Howard also quoted our own Declaration of Independence, and said that the people have a right to form a government, and, when they disagree with that government, they have the right to abolish it. The founders of this country turned the notion of sovereignty on its head: we are the sovereigns and we are only governed so long as we consent to be governed. He said that patriotism was about doing just that, withdrawing our consent, turning it into dissent, and abolishing this government set up by aliens—because it wasn’t what we thought it was. They have stolen our democracy and lulled us into a false sense of complacency. The media have us all entertained into numbness. That we’d better stand up and do something, anything, to stop it.
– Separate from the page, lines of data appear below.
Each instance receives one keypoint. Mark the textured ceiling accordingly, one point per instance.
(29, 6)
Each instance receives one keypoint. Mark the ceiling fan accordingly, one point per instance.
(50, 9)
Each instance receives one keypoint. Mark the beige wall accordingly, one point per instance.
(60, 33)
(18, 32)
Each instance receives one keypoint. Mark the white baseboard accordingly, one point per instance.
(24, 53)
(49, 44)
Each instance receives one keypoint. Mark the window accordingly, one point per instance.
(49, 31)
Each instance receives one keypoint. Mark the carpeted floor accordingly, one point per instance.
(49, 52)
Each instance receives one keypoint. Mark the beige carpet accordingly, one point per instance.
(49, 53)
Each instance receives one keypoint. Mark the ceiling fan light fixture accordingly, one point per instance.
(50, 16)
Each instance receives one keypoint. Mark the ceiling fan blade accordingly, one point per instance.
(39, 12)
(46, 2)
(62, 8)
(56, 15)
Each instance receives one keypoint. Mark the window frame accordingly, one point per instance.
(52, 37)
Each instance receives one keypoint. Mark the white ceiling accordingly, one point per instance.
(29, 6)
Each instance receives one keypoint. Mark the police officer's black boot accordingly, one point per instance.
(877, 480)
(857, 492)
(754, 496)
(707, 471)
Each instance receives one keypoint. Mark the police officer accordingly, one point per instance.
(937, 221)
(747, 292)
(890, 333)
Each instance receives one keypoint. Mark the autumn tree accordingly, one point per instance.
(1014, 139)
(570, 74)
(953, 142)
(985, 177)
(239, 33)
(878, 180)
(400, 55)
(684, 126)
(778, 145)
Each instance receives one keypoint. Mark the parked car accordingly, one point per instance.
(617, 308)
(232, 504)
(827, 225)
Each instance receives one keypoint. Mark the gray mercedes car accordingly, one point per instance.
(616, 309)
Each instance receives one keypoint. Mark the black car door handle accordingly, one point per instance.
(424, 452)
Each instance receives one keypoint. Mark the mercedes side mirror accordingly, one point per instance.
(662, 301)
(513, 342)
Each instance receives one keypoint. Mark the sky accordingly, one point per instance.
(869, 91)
Howard Zinn and Hilary Shelton give me hope. When I take Ben by the hand tomorrow and walk across the street to Pittsfield Elementary school to cast my vote, I am going to do that one small thing to take back my country. And I am going to keep dissenting, even when my voice shakes.
But right now, I am tired and the right upper quadrant of my body feels like it’s being lanced. And seven more kids died today fighting a war that they didn’t start, that was based on pure lies, and that was started by an unlawful and unconstitutional exercise of executive power. And those nitwits in Congress all went along with it, because there were flags everywhere and they were all afraid of being called un-American.
There is nothing more American than dissent. Look that up on the Google, weep real tears, and vote tomorrow because your life depends on it. And then, Wednesday, give it to the Democrats and tell them they’d better start acting like they care about our country or you’re going to get rid of them, too.
Take this country back from the aliens.